Rio, 03 (AE) - A juíza Ana Paula Vieira de Carvalho, da 6ª Vara Criminal Federal do Rio, autorizou hoje a abertura de quatro envelopes lacrados apreendidos na casa do dono do Banco Marka, Salvatore Alberto Cacciola. As correspondências serão abertas na própria Vara, onde estão guardadas, na próxima sexta-feira (07), às 14 horas, na presença de representantes do Ministério Público Federal e de advogados de envolvidos no caso que queiram comparecer. A imprensa não terá acesso ao local.
Ao contrário do que chegou a ser divulgado, no apartamento do ex-presidente do Banco Central Francisco Lopes não foram encontrados documentos lacrados, segundo informou a Justiça Federal. Os apreendidos na casa de Cacciola, no entanto, não podiam ser abertos sem autorização judicial, em função do sigilo postal. O pedido de quebra do sigilo foi feito pelo Ministério Público Federal. Quando estiveram na 6ª Vara, há duas semanas, para selecionar os documentos que levariam para a Comissão Parlamentar de Inquérito (CPI) dos Bancos, os senadores João Alberto Souza (PMDB-MA) e Saturnino Braga (PSB-RJ) também pediram à juíza que autorizasse a abertura dos envelopes.
No auto de apreensão na casa de Cacciola, constam, na verdade, cinco envelopes lacrados, mas um deles, da Real Providência, em nome de Adriana Alves de Oliveira, mulher do banqueiro, não foi considerado importante pela juíza e será devolvido. Serão abertos os seguintes envelopes: com o logotipo Marka/Nikko, endereçado a Adriana; com o logotipo Marka e a inscrição "Importante ação DDA - Distrato R. Moysés 2 vias originais"; com o logotipo Marka e a inscrição manuscrita "pai" e com o logotipo Artplan Publicidade e a inscrição Alberto Cacciola - Leonel - Favor só abrir em caso de necessidade".

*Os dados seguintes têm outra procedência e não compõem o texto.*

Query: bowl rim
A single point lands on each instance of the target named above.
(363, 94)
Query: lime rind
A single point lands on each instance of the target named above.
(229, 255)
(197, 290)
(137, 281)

Há dez dias, o advogado de Cacciola, José Carlos Fragoso, esteve na Vara e pediu à juíza a devolução deste último envelope. Segundo ele, os documentos que estavam ali dentro não tinham relação com o caso e poderiam prejudicar outras pessoas. Ana Paula não atendeu ao pedido do advogado, mas, ainda na versão de Fragoso, teria dito que, se realmente o conteúdo não se relacionasse ao inquérito, não seria divulgado.
Hoje, a reportagem tentou falar com Fragoso, mas, até o final da tarde, ele não havia retornado as ligações.